By contrast, Sen. Obama wants to extend unemployment insurance and expand eligibility to more workers, including many part-time employees currently excluded from the program. Also, Sen. Obama made a point of being in Washington, and in the Senate itself and of voting in favor of the economic stimulus package that ultimately provided the $600 income tax rebate checks.
And he knows that’s not enough because he understands that although some economists contend the country’s not “officially” in a recession, most workers “officially” feel like they’re in one. So to deal with the unofficial recession, Obama plans to provide additional tax cuts for working families. McCain has said he would preserve Bush’s tax cuts for the rich.
On the mortgage crisis, McCain has said he wants to crack down on predatory lenders, but when it came to voting on a measure to discourage it, he voted against it. Obama wants to create a $10 billion foreclosure fund to help Americans keep their homes.
Then there’s the price of gas. McCain does want to give American’s a break there. A summer gas tax break. Economists estimate it’s worth about $30. Obama refused to buy into it. He called it political pandering. He said Americans wanted real, long-term solutions to the gas crisis, not a quick summer fling. He said they wanted an answer that would enable them to afford to buy gas next summer, and the summer after, and that’s what he planned to work toward.
The Bush Administration got this country into this economic mess. Last year, according to Congressional Quarterly, McCain voted 95 percent of the time exactly as the Bush Administration requested.

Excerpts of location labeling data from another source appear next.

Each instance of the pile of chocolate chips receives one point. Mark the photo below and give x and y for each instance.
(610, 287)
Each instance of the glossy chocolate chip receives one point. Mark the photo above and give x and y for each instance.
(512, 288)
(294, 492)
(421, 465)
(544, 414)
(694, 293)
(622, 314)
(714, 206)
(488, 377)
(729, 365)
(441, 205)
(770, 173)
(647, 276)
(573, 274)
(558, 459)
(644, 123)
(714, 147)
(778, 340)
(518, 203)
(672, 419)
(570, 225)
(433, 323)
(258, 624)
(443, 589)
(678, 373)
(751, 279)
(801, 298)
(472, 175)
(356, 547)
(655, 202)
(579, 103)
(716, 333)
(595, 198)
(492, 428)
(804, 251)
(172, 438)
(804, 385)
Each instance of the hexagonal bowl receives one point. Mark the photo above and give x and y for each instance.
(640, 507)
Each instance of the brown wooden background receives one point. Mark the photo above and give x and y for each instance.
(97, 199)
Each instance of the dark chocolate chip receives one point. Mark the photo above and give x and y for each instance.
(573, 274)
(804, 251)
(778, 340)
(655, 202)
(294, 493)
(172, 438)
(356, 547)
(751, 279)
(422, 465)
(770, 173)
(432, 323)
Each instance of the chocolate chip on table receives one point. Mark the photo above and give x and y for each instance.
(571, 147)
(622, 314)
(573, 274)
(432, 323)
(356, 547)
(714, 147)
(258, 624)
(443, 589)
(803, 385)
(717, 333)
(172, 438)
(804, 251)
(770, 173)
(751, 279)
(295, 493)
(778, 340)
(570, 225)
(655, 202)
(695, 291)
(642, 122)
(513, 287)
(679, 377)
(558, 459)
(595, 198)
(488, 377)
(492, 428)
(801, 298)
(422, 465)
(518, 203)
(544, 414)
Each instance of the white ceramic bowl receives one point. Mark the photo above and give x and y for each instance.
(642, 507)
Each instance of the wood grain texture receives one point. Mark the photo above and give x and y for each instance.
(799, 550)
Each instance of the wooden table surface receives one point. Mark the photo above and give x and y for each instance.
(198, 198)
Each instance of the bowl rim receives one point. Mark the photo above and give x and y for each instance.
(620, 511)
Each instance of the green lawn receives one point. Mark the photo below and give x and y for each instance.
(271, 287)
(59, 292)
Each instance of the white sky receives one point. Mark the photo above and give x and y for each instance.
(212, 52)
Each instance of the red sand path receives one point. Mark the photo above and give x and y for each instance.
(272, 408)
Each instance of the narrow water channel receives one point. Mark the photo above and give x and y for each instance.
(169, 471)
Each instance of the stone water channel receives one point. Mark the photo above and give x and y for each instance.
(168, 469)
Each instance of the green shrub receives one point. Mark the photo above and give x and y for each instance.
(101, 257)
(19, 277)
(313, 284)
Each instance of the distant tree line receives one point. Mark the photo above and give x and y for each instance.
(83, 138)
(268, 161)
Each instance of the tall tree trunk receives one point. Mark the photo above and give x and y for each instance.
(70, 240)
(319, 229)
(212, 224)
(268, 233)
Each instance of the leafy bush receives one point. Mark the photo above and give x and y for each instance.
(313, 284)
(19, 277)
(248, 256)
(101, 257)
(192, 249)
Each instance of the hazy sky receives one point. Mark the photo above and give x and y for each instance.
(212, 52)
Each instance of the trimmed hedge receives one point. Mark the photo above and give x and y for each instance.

So the “maverick,” is hardly different from George W. Bush himself. Well, to pin it down, he’s five percent different. This year, since he has become the presumptive Republican nominee, “maverick” be damned, McCain has voted with Bush 100 percent of the time.
Is that the “change” America is seeking? Is that the change America needs to turn those economic numbers around — a change of somewhere between zero and five percent?